If this is intended to sit on the stack, which I find highly unlikely (especially given the timings that seem to be the delta between one malloc and two, and would be much more significant if it were a stack allocation versus a heap allocation. This is not comparable to small string optimizations for the stack in C++), maybe. But otherwise it seems like a poorly considered hack.

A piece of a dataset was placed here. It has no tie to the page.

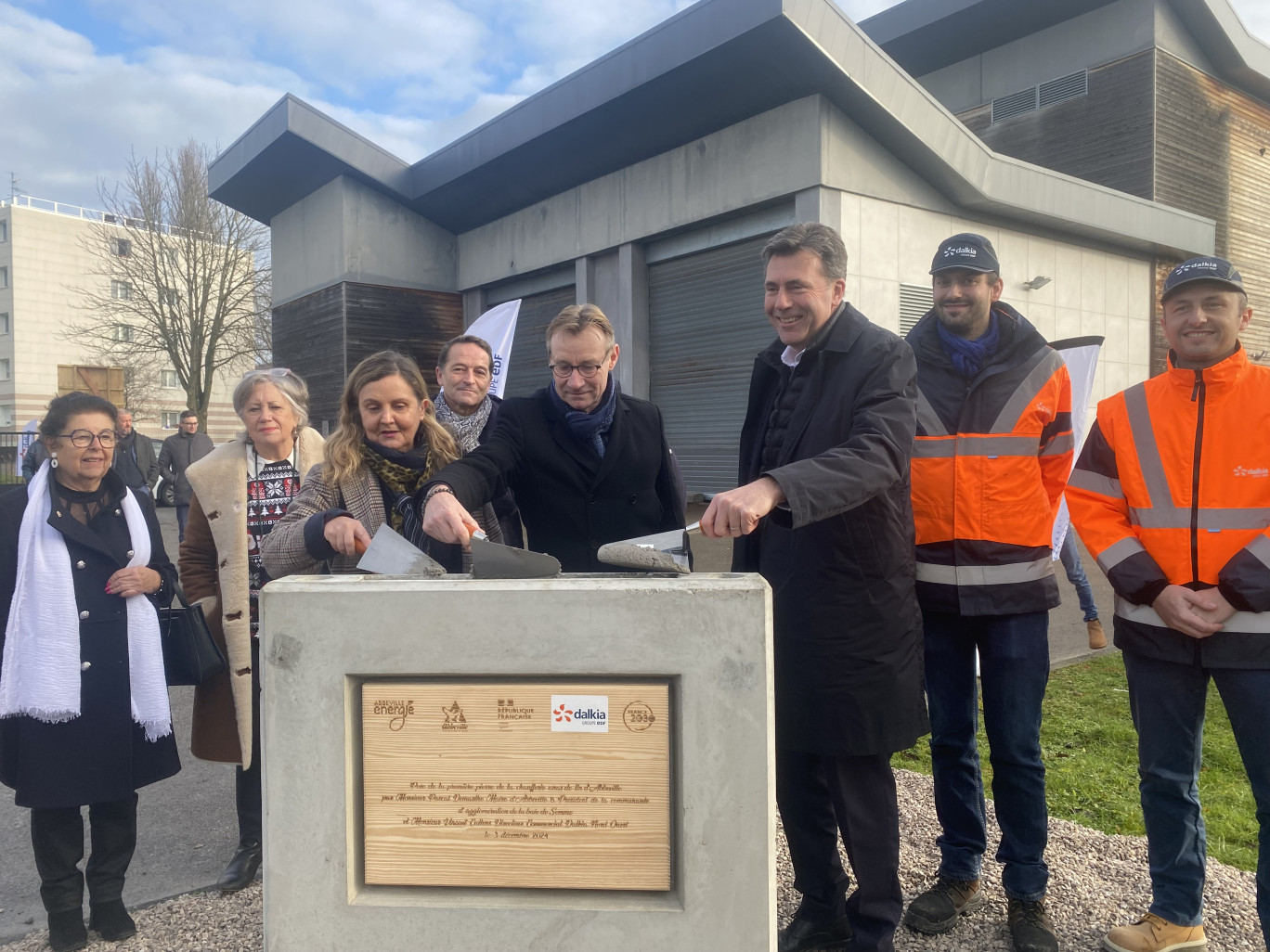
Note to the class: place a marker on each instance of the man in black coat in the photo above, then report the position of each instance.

The string type could as easily have been dynamically allocated based upon the length of the string, where the ptr by default points inside that same allocated block. If the string is expanded it can then be realloced and the string alloced somewhere else. No waste, a single allocation, etc.

2 comments

    allocation of the RString (which becomes larger and thus more difficult to malloc), and the 23 string bytes that will sit unused for longer strings.
I got the distinct impression (backed up by an actual code snippet defining the max embedded string size) that the 23 byte limit was calculated to exactly match the size of the data that would otherwise have to be stored for a heap string anyway. Thus, it doesn't actually take any extra space in the struct, and those 23 bytes do not go unused in other strings.
You're exactly right on the union: I tried to edit out my error on that before someone noticed (my principal point is about the mallocs), but your comment appeared right as I saved. Shame be upon me.

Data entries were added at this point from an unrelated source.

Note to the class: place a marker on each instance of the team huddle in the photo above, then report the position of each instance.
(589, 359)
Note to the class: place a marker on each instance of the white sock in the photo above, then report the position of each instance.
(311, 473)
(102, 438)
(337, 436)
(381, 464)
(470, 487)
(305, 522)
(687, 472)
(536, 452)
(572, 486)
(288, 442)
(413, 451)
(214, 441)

So this holds (on a 64-bit machine) 8-bytes for the pointer, 8-bytes for the length (string not null terminated), and 8-bytes for the capacity. Alternately, via a union, it stores 24 bytes of string (null terminated). It knows whether it is a or b via a separate flag that it holds separately in RBasic.

I retract my jab about memory loss, but it still sounds rather terrible. Every bit of code dealing with strings needs to validate flags on every use to determine what it is dealing with, alternate between length specified or null terminated, etc. Ugh.

Look up a C++ string implementation sometime, and you'll find that this is almost exactly how most efficient C++ string implementations do this too.

And it doesn't need to alternate between length specified or null terminated - they're all length specified (or how do you think short Ruby strings are also able to store ASCII NUL)

> but rather that the cost of the short string is also added to the long string

The key point is that for short strings, you're not adding it to the cost of the long string, but instead overwriting the data that you would track the long string.

In other words, the memory layout you get is this:

     short:
       [Rbasic]['s', 't', 'r', 'i', 'n', 'g', '\0']
     long:
       [Rbasic][ length ][ dataptr ][capa or value]
Which leads to another interesting question: How does the optimization interact with null in the middle of short strings, since only long strings have a length stored? Does Ruby check for embedded null when creating a string, and disable this optimization?